Baker disappeared on May 1 after taking a bus to Washington, D.C. The soon-to-graduate art major planned to meet a “client” she was making posters for. Her mother says she was lured to the nation’s capital. Police told Toquanna Baker that her daughter might be a runaway when she reported her missing. Not satisfied with the sidelines, she began making posters of her own and plastered them throughout her neighborhood.
“The police department has their own copy of their missing persons report, but the detective only came up there one time and only saw one poster out of the whole mall,” said Toquanna Baker. “I’ve already been [there] five times and every store had a poster because of me.”
Tips soon came pouring in and a terrified TiJae Baker called her mom on June 1 from a Maryland nail salon. While Toquanna Baker arrived too late at the time, she was soon able to narrow her daughter’s location to Prince George’s County, where she was seen sleeping in bus stations. A store reached out after they saw a young woman looking for food that matched Baker’s description on one of her mother’s posters. Then a security guard came forward and soon after, a bus driver identified TiJae Baker as one of the passengers in her vehicle. Toquanna Baker rushed down and found her daughter nearby the bus stop, shaken and hurt, but otherwise safe.

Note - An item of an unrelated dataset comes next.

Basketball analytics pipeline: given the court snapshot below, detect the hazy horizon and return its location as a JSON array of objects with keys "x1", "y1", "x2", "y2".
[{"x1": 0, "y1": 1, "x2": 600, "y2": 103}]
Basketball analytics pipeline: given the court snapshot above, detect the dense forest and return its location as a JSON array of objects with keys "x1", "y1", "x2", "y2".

Councilmembers Darlene Mealy and Charles Barron, who both assisted with outreach on behalf of the Baker family, were present. Both were harshly critical of how police handle missing Black people.
“She did the police work, Ms. Baker should get the salary of all of those police officers that are supposed to be looking for her daughter in Washington, D.C. and here in New York,” said Barron. “I want to publicly criticize the police here in New York, and especially in D.C. If this was a white person, it would have been all-points bulletin out. They did not treat this case like that.”
“It’s sad that the police department did not do half as much as what Miss Baker did to find her daughter,” said Mealy. “It’s sad that the city of New York with all the resources, all these cameras, all these listening devices they have and they didn’t do what they were supposed to: find her daughter.”
The councilwoman also called Baker’s mother a “shero.” The NYPD says her return was not reported to police and is not investigating this case as a kidnapping. Another press statement will be made this week due to a time conflict with the recent overturning of Roe v. Wade.
As for TiJae Baker, she’s currently recovering from the wounds, both physically and emotionally. Her mother says she was kidnapped, and showed pictures of large abrasions on her daughter’s feet and ankles.
“She’s very frightened, she wants to go into hiding,” said Toquanna Baker. “I will have to deal with the after effects when I get my daughter and her life will never be the same. My life will never be the same. This wasn’t something that she went out and did and [sought] for herself. This was done to her.”
For parents of other missing children, Toquanna Baker’s story offers hope and agency.
“I want mothers and fathers who have missing girls and boys that are missing [to know] please do not give up because she could have easily given up and turned it over to the police and let them do their work,” said Mealy. “She didn’t. She kept the fire burning, [wanting] her child to come home. And her child is home.”